The supplier goes on to note that after the switch to Rimini Street, they have been able to break free from vendor oriented support policies and focus on business oriented service needs, and at the work efficiency of their IT services team has been maximized with a swifter response and support to issues when requested.

My take

An interesting observation from Ravin, one that mirrors what we’re heard from other enterprise players of late:

The challenge is actually execution at a customer level, because they have so many different competing priorities. We have been truly sometimes just pushed to the side with a , ‘We love this, we want to do it, but we have got three other bigger fires we have got to get put out first!’ and that is causing some delays. That is why I noted, it wasn’t really that we lost deals in the third quarter. We lost them to other priorities in the quarter.

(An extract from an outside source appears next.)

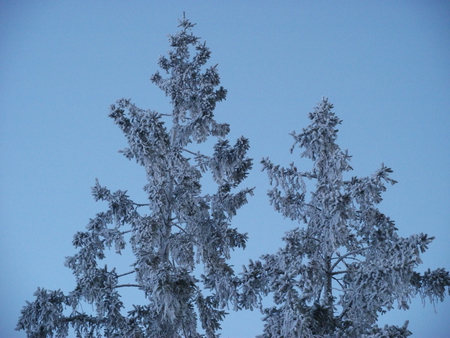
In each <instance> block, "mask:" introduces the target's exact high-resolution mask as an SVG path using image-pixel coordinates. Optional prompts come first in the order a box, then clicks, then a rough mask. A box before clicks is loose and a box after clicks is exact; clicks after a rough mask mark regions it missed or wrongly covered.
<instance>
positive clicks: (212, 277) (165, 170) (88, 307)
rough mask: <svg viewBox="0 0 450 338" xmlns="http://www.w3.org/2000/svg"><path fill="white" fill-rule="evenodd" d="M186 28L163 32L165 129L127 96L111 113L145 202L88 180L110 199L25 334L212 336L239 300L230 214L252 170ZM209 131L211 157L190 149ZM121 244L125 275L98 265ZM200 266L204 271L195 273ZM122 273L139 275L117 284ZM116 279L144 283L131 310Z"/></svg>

That’s not likely to change for a while given the current climate, although Ravin sees reason for some optimism:

I was just down in Orlando, giving a keynote at the Gartner, the biggest symposium of them all. I had 1,200 registrations for my session. It was the largest Gartner said that they have ever had for a vendor. And it was amazing. I think we had 500, 600 people just in the room alone and then it was being simul broadcast in other rooms and things. Amazing. People are very focused on how to optimize the current operating budget - to get that innovation and things that are going to move the needle. So we are exactly placed where they need to play and where they want to play.

He added:

I will tell you that there are millions of dollars of transactions that I would potentially expect coming out of those events alone, where we met and talked to people for the first time, and some people are already fast tracking deals with us. I do think my number one goal in the world is recognition. If I can get our teams and our value prop and our services and solutions in front of more CIOs, CFOs, CISOs, chiefs of procurement, I’m convinced that we would see tremendous pipeline growth that would get us to those four times, five times type numbers, that would assure some very strong growth numbers in 2023 and beyond.